不動産

良好なリターンを提供する豪州不動産

年初以降、企業信頼感や消費者マインドの低下が見られている豪州経済ですが、減速したとはいえ、プラス成長が維持されています。豪州の商業用不動産も、堅調なファンダメンタルズを背景に、今後も好調なパフォーマンスとなる見通しです。

州別に見ると、メルボルンやシドニーに代表されるサービス主導の経済以外でも、成長が確認されています。資源州は回復を始めており、パース経済の伸びはまだ低調であるものの、ブリスベンでは回復基調が持続しています。今、このダイナミクスが、不動産アセットへと波及し始める時期にさしかかっています。

州ごとに異なる様相

新経済の州と言えるビクトリア州とニュー・サウス・ウェールズ州では、高付加価値サービスや移民による人口成長が経済成長を牽引しています。これは、引き続き、オフィスや物流不動産需要を下支えすると見込まれます。
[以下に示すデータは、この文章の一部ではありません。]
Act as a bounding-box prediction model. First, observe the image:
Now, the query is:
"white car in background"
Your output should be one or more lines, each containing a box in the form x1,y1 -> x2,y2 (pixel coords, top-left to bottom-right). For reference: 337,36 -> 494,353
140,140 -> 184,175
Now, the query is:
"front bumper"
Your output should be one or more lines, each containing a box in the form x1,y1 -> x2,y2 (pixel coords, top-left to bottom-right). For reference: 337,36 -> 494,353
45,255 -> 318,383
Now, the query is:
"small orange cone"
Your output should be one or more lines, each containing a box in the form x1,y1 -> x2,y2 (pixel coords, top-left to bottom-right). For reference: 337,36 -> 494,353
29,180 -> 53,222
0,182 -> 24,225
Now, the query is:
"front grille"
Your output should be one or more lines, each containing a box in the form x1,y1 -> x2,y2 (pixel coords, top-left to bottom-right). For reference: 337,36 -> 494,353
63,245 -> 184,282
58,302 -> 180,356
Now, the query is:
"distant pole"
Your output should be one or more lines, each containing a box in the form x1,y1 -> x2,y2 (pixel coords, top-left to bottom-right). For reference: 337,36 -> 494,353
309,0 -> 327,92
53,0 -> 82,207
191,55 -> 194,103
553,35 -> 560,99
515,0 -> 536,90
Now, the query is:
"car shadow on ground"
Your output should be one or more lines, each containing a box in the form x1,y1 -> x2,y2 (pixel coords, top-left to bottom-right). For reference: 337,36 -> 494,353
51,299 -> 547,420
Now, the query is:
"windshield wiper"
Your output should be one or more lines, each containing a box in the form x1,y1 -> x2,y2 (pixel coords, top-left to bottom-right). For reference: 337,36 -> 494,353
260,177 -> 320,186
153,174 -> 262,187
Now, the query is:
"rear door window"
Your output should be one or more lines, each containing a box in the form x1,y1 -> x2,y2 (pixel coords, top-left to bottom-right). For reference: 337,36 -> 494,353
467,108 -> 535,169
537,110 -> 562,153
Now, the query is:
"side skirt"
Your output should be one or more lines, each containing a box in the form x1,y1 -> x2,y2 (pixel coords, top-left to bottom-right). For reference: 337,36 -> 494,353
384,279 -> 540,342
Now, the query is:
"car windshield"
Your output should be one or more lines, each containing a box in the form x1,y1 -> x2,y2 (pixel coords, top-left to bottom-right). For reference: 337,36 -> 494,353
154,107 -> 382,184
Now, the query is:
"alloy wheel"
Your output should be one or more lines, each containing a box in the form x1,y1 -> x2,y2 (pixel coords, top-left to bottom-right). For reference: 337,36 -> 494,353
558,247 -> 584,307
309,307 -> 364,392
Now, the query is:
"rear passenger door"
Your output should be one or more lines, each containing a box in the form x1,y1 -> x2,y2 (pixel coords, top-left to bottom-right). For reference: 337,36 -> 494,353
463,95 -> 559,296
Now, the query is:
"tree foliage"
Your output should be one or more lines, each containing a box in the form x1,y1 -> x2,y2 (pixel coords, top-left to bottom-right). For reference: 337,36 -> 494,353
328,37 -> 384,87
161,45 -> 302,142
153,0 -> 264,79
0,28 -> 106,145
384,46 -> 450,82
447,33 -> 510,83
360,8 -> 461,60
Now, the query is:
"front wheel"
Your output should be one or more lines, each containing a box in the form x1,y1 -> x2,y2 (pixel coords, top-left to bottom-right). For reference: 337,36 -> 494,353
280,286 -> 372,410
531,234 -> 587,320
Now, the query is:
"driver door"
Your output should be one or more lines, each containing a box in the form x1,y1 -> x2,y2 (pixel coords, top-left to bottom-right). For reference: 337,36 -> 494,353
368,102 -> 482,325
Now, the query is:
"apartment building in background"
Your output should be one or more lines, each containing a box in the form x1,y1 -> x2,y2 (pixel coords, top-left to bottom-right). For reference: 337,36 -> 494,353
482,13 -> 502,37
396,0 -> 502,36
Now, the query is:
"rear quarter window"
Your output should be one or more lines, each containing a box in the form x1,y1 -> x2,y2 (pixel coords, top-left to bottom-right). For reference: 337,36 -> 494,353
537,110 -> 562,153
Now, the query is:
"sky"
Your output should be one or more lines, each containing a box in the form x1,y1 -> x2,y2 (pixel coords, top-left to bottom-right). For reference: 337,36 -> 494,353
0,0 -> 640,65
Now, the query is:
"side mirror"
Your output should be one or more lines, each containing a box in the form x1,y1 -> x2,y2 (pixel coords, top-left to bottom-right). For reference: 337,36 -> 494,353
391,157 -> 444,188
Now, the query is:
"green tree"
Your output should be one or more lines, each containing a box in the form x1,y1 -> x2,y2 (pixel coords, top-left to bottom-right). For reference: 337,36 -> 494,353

クイーンズランド州と西オーストラリア州では、経済回復が始まったばかりです。しかし、オフィスや小売セクターは、この景況改善から恩恵を受けると見込まれます。産業用不動産セクターでは既に、石炭輸出量の増加を受けた貯蔵や輸送スペース需要の伸びがプラス寄与しています。

一方で、投資先資産の供給不足から、不動産デットなど、よりオルタナティブな不動産投資へと目を向け始める投資家が増加しています。リスクカーブを上る投資家の動きからは、市場の注目が資金流入から資産パフォーマンスに移る新たなサイクル局面に突入したことが示唆されています。

大きな変革をもたらすテクノロジー

フレックスなど柔軟性のある働き方に代表される新たな事業モデルの登場を受けて、従来の不動産の評価や管理方法を見直す必要が出てきました。コワーキングやオムニチャンネル販売といったトレンドを背景にオフィスや商業ビルの利用方法は変化しています。より古い物件のオーナーは、資産をどの様にリポジショニングすべきかを検討しなければなりません。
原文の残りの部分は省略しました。